Ah, l’Angleterre du XIXe siècle, sa campagne, ses châteaux et ses classes sociales ! Alors que le Royaume-Uni a plongé l’Union européenne dans l’émoi ces derniers jours, pourquoi ne pas voyager dans le temps avec Anthony Trollope, le prolifique romancier, contemporain de Charles Dickens, qui faisait dire à Tolstoï : « Il me tue, il me tue avec sa maîtrise! »
Dans Le docteur Thorne, on retrouve tous les éléments attendus du roman britannique : amours contrariées, responsabilités de la naissance, familles aristocrates dignes, mais pauvres, et contraintes à conclure dignement des mariages avec de grandes fortunes… De quoi ravir les fans de Downton Abbey. Le pitch : Mary et Frank sont amoureux, mais Frank, en tant qu’aîné, doit « épouser une fortune » pour rembourser les nombreuses dettes de son père et sauver le domaine familial.
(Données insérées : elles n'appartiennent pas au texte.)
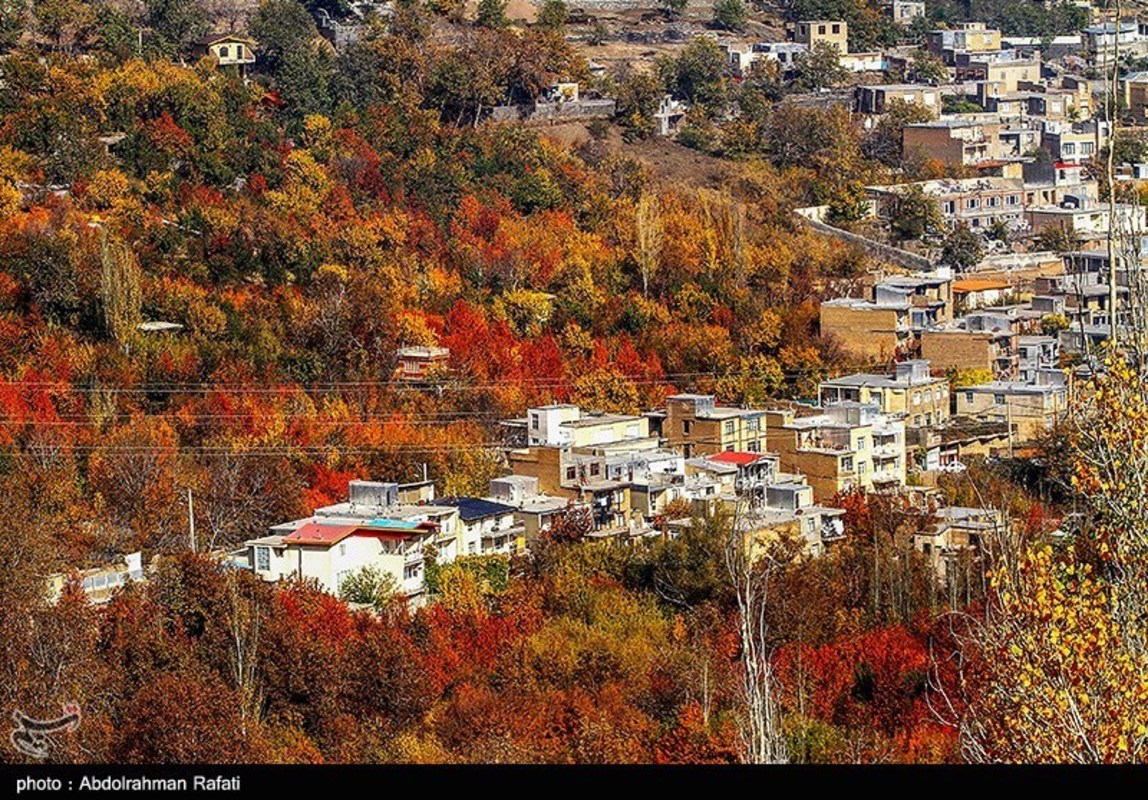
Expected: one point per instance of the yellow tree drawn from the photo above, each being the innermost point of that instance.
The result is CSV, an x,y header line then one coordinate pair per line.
x,y
1053,680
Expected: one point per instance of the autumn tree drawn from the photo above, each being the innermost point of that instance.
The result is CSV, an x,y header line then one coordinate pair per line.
x,y
119,290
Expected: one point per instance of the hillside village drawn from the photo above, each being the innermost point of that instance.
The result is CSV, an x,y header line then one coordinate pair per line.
x,y
978,347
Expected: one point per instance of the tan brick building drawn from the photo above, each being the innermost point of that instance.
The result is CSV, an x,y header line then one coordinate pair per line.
x,y
910,393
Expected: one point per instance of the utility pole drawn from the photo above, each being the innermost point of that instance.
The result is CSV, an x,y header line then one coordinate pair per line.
x,y
191,519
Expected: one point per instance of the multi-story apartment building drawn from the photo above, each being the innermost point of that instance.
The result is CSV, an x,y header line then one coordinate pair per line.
x,y
1036,355
910,393
789,509
564,425
1002,75
697,426
1075,142
956,531
846,445
905,12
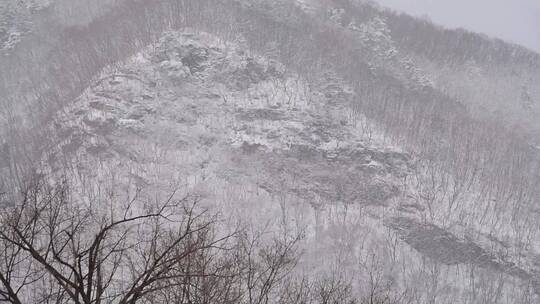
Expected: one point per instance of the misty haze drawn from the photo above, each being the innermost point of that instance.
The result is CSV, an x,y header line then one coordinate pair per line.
x,y
269,152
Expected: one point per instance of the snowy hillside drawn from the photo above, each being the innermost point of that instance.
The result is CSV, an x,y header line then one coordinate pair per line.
x,y
400,154
259,143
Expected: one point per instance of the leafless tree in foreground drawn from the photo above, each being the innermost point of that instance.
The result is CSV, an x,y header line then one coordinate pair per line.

Mary, noble de charactère mais pauvre et de naissance obscure, fait frémir d’effroi la famille de Frank.
Ici, on est au début d’un tournant pour la société britannique. Trollope nous dépeint une époque où les frontières entre l’aristocratie, les roturiers (donc non-nobles, mais pouvant néanmoins être haut placé sur l’échelle sociale) et les autres commencent, sinon à s’effacer, du moins à s’adoucir. Parmi les personnages haut en couleur, un entrepreneur de travaux publics, issu du peuple, a été annobli pour services rendus à la nation, et se retrouve millionnaire et baronnet. C’est auprès de lui que s’est endetté le squire, père de Frank. Avec une précision de chirurgien, un peu de sarcasme, mais aussi un soupçon de tendresse, Trollope lève le voile sur les petites perfidies humaines, et l’hypocrisie d’une aristocratie qui – déjà ! – s’agenouille devant la fortune.
Aujourd’hui, alors que l’Angleterre est devenue le berceau de la finance internationale, que les traders millionnaires pullulent dans les rues de la City et tirent les ficelles des marchés internationaux, il est amusant de s’étonner de la modernité d’un roman écrit en 1858.